90 Aghan civilians, 13 US service members killed in Kabul attack claimed by Daesh

90 Aghan civilians, 13 US service members killed in Kabul attack claimed by Daesh

Scores of Afghan civilians and at least 13 members of the US military have been killed and many more injured in Kabul suicide bombing attacks claimed by the Daesh terrorist group.

AhlulBayt News Agency (ABNA): Scores of Afghan civilians and at least 13 members of the US military have been killed and many more injured in Kabul suicide bombing attacks claimed by the Daesh terrorist group.

Two explosions rattled the area outside the airport in the Afghan capital on Thursday amid the precarious security situation following the Taliban’s takeover of the country.

Following the attacks, Daesh's Amaq News Agency said on its Telegram channel that the terror group was behind the explosions.

A suicide bomber from Daesh "managed to reach a large gathering of translators and collaborators with the American army at 'Baran Camp' near Kabul Airport and detonated his explosive belt among them," it said.

The attacks killed 12 US Marines and one Navy medic, US officials confirmed, noting 18 other US service members were injured.

"We can confirm that a number of US service members were killed in today's complex attack at Kabul airport," Pentagon press secretary John Kirby said in a statement. "A number of others are being treated for wounds.
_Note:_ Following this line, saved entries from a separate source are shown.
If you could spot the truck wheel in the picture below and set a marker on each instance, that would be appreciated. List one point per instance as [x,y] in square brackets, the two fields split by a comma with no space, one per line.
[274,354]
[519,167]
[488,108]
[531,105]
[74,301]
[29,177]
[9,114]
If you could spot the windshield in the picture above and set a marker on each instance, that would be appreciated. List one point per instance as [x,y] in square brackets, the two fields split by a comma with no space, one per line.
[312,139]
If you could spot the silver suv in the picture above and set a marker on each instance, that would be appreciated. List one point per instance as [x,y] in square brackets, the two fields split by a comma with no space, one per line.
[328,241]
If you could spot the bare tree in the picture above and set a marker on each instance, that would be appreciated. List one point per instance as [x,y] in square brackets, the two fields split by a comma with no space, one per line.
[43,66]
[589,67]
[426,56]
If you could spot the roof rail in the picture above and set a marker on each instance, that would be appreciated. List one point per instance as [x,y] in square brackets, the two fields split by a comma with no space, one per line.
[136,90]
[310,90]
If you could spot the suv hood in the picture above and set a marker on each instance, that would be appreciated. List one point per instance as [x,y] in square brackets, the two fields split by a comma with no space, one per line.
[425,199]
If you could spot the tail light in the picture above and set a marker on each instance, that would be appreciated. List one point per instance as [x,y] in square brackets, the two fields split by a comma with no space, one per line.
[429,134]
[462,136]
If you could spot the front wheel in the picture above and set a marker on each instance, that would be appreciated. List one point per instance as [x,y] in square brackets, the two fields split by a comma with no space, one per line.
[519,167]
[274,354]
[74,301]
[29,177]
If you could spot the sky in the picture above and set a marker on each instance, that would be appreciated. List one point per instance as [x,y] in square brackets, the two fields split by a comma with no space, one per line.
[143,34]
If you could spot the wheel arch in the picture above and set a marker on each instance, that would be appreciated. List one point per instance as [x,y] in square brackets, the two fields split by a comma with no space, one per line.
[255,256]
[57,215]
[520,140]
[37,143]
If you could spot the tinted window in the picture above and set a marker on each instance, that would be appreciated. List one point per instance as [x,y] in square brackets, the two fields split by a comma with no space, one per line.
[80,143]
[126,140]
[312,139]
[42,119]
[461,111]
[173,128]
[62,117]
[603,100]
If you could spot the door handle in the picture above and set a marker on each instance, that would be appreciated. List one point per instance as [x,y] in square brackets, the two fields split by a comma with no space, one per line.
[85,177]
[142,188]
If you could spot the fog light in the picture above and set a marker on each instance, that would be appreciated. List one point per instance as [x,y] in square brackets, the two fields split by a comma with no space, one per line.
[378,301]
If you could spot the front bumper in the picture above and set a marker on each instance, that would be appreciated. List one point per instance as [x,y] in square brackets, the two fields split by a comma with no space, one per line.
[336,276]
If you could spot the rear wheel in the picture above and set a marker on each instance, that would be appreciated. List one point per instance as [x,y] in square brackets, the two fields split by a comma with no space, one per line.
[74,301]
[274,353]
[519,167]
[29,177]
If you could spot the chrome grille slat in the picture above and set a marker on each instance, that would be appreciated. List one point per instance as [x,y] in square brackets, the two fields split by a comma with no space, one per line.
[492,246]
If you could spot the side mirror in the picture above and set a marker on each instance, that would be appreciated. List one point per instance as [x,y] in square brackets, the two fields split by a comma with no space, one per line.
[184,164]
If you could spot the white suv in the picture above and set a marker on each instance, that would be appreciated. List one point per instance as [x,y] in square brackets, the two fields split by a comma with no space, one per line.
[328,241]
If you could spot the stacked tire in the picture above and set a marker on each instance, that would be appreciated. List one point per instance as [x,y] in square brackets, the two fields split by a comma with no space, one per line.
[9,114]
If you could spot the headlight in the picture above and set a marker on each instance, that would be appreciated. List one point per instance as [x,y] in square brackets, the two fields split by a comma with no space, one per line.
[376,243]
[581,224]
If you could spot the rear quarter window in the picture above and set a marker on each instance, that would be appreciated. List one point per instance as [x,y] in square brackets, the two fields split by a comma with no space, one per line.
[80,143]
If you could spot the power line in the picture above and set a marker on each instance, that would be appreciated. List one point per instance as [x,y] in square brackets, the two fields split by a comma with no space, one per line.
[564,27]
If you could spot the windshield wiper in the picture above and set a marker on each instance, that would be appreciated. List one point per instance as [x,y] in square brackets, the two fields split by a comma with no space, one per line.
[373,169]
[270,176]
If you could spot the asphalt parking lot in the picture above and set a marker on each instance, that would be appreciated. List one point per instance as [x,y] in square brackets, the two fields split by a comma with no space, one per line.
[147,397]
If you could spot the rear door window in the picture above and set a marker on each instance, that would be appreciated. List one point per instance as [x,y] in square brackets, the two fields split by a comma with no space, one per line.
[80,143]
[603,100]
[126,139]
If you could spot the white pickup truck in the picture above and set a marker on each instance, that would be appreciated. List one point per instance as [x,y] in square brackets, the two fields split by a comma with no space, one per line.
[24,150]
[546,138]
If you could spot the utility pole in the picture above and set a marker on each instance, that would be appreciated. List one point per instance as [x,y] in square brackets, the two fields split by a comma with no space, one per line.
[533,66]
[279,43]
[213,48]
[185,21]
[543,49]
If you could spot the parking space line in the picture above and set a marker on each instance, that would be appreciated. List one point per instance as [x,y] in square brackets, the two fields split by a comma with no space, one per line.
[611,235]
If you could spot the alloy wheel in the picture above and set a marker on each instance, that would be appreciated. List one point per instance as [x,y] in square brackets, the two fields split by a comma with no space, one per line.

We also know that a number of Afghans fell victim to this heinous attack."

A senior Afghan health official also said 90 Afghan civilians were dead and over 100 others wounded.

Meanwhile, General Kenneth McKenzie, the leader of US Central Command, said that the United States would retaliate against the perpetrators of the attack.

"We believe it is their desire to continue these attacks and we expect those attacks to continue and we're doing everything we can to be prepared for those attacks," McKenzie said, noting, "We will go after them.”

McKenzie also said that immediately after the explosions, gunmen opened fire on service members and civilians.

Kirby said earlier that one of the explosions happened "at the airport's Abbey Gate" and "at least one other explosion happened at or near the Baron Hotel, a short distance from Abbey Gate."

The sound of a huge third explosion heard in the capital was confirmed by a Taliban spokesman to be due to the US military destroying ammunitions in the city, according to Al Jazeera.

No other details were immediately available at the time of this reporting.

Meanwhile, United Nations Secretary-General Antonio Guterres called a meeting of the permanent members of the Security Council on the situation in Afghanistan, AFP quoted diplomats as saying.

The diplomats said Guterres had sent letters formally inviting the US, Britain, France, Russia and China to meet on Monday.

Earlier, UN spokesperson Stéphane Dujarric said no UN personnel were believed to have been among the causalities, although some staff were reported to be around the airport compound at the time of the explosions.

“This incident underscores the volatility of the situation on the ground in Afghanistan but also strengthens our resolve as we continue to deliver urgent assistance across the country in support of the Afghan people”, Dujarric added.

The attacks come as thousands of people had gathered outside the airport in recent days as the US and other Western countries have been trying to complete a massive evacuation of their citizens and Afghan allies following the Taliban takeover of the country.

More than 80,000 people, foreigners and Afghans, have been evacuated since August 14, the day before the Taliban laid siege to Kabul.

However, the numbers of people evacuated have already started dwindling down. From 3 am ET Wednesday to 3 am ET Thursday, 13,400 people were evacuated from Afghanistan, with nearly 5,100 via US military flights and 8,300 via coalition flights.

Over the 24-hour period from Monday to Tuesday, 21,000 were evacuated and 19,000 between Tuesday and Wednesday.

McKenzie said the evacuation mission was not going to stop as a result of the attacks.

"I think we can continue to conduct our mission, even while we are receiving attacks like this," he said.

Also, there was not immediate indication that US President Joe Biden, who has been briefed on the attacks, plans to change the Aug. 31 withdrawal target, a source familiar with the situation told Reuters.